Je quitte ce désert en arrivant à Tehachapi où j'ai dû réfléchir à l'itinéraire pour rejoindre le lac Isabella. Je parviens finalement à rejoindre le "charmant" village de Caliente, un nom qui en dit long sur la chaleur ambiante (d'ailleurs presque chaque baraque était abandonnée!), en empruntant uniquement des pistes longeant la rivière et les voies ferrées. S'en suit un joli col sur une petite route pour arriver au pied de la Breckenridge Mountain sur laquelle j'ai pu repérer le "Mill Creek Trail", joli sentier qui descend jusqu'à la Kern River, près de Lake Isabella. Et quel régal! Plus de 10 km de descente sur un sentier joueur, bien tracé et bordé de fleurs tout en longeant une jolie rivière où il fait bon s'y baigner! 


Lake Isabella 


Me voilà à présent dans le topissime camping KOA du lac Isabella où je me suis accordé un jour de repos. 

Bien décidé à découvrir les parcs nationaux de Sequoia et de Yosemite, j'ai choisi, peut-être à tort, de quitter momentanément la trace Trans-US qui évite les parcs en longeant la Sierra par l'Est dans la Owens Valley.
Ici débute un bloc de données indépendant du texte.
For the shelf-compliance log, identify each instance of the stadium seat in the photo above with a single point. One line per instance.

En effet, étant donné que les VTT sont interdits sur les sentiers dans les parcs, Pascal, Jon et Finn ont préféré les contourner afin d'éviter les routes au maximum. J'aurai donc plus de km à faire sur la route, mais je serai au cœur de la Sierra Nevada jusqu'à Yosemite où je pourrai revenir sur l'itinéraire Trans-US pour rejoindre le lac Tahoe. Je vais continuer d'essayer d'emprunter un maximum de petits chemins, notamment grâce à plusieurs applications de partage de sentiers telles "Trailforks", "MTB Project" ou encore "All Trails". Grâce à elles, je dispose d'une énorme base de données et je peux connaître l'état et l'accessibilité des trails. C'est ainsi que j'ai par exemple pu découvrir le "Mill Creek Trail".


Encore un grand merci pour vos nombreux retours et commentaires que j'ai toujours beaucoup de plaisir à lire!